We, Dr. Jones (GJFJ) and Professor Brown (PJB), have been working together on Context-Aware Retrieval since late 1999. The collaboration was strengthened when Professor Brown moved from Kent to Exeter in February 2000. Our early work involved bringing together the ideas of two previously disparate communities: information retrieval and mobile applications. We analysed how delivering information to mobile users, both by proactive triggering and interactive user queries, related to traditional Information Retrieval (IR) and Information Filtering (IF). Our conclusions [Bro01] were that Context-Aware Retrieval (CAR) represented a rather challenging hybrid between IR and IF. The challenge results from the dynamic nature of all the data involved, and from the need to provide near-continuous retrieval to the user. We further concluded that many of the huge advances in IF and IR over the past thirty years, many of them recently driven by web searching, could be exploited in CAR. In particular we concluded that the widely adopted retrieval strategy of "best-match" offered a much better foundation that the Boolean retrieval strategies adopted by most current CAR systems. We published some ideas on the scoring algorithms that could be used in CAR [Jon00]. These ideas have been further refined [Bro01a]. The essence of our new ideas is that, since CAR is so hard relative to conventional IR and IF, we must exploit those advantages that it does have, in particular that the user's context (which translates into a retrieval query) normally changes gradually and semi-predictably. In detail these ideas relate to scoring algorithms (e.g. is it better to score a distance field using an N^2 algorithm?), dynamic weighting algorithms (e.g. rapidly or suddenly changing fields being given higher weight), to the use of context caching, and to the use of a `Context Diary' that straddles the past and future. We give more details below
To support this work we have implemented a prototype CAR system called the Context Matcher; this is designed to act as a flexible testbed in which we can plug algorithms to test and to evaluate our ideas. This work was partly supported by an Emeritus Fellowship from the Leverhulme Foundation, which was awarded to PJB in December 1999 for two years. The implementation work has been carried out, in Java, by Dr. Lindsey Ford (LF).

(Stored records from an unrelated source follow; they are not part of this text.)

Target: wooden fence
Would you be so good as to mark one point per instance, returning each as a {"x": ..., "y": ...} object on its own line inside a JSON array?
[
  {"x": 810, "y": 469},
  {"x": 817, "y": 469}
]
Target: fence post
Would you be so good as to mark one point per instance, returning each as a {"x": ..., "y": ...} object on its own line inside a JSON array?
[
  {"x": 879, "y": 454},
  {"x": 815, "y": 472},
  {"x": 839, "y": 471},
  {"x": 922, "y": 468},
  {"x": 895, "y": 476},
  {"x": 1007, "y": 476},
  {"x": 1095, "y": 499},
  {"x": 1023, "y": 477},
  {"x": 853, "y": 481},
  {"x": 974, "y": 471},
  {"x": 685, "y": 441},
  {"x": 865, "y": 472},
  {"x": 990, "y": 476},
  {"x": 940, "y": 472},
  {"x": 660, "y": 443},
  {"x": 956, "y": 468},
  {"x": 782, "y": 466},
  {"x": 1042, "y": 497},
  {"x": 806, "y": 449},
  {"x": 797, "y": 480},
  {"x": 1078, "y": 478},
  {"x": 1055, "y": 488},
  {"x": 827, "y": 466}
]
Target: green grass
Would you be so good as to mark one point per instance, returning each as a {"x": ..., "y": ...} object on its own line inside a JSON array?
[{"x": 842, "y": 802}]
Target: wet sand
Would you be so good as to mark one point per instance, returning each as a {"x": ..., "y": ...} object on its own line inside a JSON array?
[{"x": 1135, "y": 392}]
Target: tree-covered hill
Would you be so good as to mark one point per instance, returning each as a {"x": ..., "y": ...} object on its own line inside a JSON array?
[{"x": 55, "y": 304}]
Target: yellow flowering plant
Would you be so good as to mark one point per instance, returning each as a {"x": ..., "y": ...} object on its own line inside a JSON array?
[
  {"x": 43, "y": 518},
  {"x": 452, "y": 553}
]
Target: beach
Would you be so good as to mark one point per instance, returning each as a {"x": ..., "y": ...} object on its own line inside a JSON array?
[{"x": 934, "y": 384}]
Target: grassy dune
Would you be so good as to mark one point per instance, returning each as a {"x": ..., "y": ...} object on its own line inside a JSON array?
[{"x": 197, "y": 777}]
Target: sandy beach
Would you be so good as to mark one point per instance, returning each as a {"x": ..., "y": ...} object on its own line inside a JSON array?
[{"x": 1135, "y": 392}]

As a result of this work we have attracted two potential industrial beneficiaries, Trilogy and Xerox, who are both collaborating with this bid.
In terms of combined expertise in retrieval and in mobile applications, we believe that Exeter University is now as well placed as any other research organisation in the world, with the exception of MIT, to contribute real advances in the burgeoning field of CAR. Todo: cite other relevant work at Exeter, especially Antony (temporal aspects) and Zoltan (distributed systems aspects). Possibility of Hungarian collaboration with Zoltan for discovery of relevant document collections; uses JINI.
The relevant track records of Dr. Jones, Professor Brown and Dr. Ford are as follows.
Dr. Jones Todo: existing grant, past awards, knowledge, etc.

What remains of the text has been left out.